Desde el inicio de la gestión de Javier Milei, más de 15 mil empresas del sector privado han cerrado sus puertas, dejando a más de 40.000 trabajadores fuera del sistema laboral. La industria manufacturera, que genera gran parte del empleo en el país, ha sido uno de los sectores más afectados, con cerca de 42.000 empleos perdidos desde diciembre de 2023, según datos de la Superintendencia de Riesgos del Trabajo.

El titular de Industriales Pymes Argentinos (IPA) destacó el esfuerzo que realizan las fábricas locales para mantenerse operativas a pesar de la crisis provocada por la caída del consumo, el aumento sostenido de los costos y la apertura indiscriminada de importaciones.
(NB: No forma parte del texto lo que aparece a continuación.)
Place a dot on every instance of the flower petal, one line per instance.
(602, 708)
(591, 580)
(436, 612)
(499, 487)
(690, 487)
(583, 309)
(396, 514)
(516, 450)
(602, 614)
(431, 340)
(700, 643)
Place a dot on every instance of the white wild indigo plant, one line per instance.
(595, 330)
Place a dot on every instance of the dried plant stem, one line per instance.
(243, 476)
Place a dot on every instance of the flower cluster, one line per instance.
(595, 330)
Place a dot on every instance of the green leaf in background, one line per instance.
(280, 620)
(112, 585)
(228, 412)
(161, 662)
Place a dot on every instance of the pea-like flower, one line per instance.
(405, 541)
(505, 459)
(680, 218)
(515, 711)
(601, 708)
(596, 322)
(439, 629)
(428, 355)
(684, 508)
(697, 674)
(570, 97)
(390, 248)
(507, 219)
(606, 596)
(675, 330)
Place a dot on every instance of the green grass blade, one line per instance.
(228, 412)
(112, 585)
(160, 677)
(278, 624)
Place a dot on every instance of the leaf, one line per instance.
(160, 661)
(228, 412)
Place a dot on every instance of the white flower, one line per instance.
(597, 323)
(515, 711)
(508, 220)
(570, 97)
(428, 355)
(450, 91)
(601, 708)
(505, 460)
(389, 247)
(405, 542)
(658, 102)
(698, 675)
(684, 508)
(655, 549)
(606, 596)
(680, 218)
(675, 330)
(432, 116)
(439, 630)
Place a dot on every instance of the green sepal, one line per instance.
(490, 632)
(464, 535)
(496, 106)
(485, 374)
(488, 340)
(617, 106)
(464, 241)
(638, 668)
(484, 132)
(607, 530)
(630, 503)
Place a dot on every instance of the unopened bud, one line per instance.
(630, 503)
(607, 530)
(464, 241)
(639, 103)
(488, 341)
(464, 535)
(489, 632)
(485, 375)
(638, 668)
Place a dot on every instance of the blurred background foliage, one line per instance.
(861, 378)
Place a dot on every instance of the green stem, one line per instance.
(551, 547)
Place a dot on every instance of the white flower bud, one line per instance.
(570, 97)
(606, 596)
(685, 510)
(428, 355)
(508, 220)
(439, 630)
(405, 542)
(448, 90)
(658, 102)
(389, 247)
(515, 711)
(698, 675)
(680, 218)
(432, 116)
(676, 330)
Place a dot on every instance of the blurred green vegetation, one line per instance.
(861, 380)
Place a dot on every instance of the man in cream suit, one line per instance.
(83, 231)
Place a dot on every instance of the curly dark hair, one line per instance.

Subrayó que, durante este período, se cerraron más de 1.500 pymes industriales, lo que significa que no se trata solo de recontratar personal, sino de reconstruir empresas desde cero si las condiciones vuelven a ser favorables para la producción nacional.
El sector industrial reclamó al Gobierno mayor apertura al diálogo para evitar un agravamiento de la crisis laboral. Desde IPA señalaron que, pese a reiterados pedidos de reuniones con el Presidente y con el ministro de Economía, no se han concretado encuentros formales con representantes de las pymes industriales. Esta falta de contacto se suma a la preocupación por la continuidad de medidas económicas que priorizan la estabilidad macroeconómica sin atender la situación de las pequeñas y medianas empresas, consideradas esenciales para el empleo y la producción local.

El sector advierte que, de no corregirse la actual política económica, podría generarse un escenario similar al de la crisis de 2001, con consecuencias graves para la industria y el empleo en todo el país.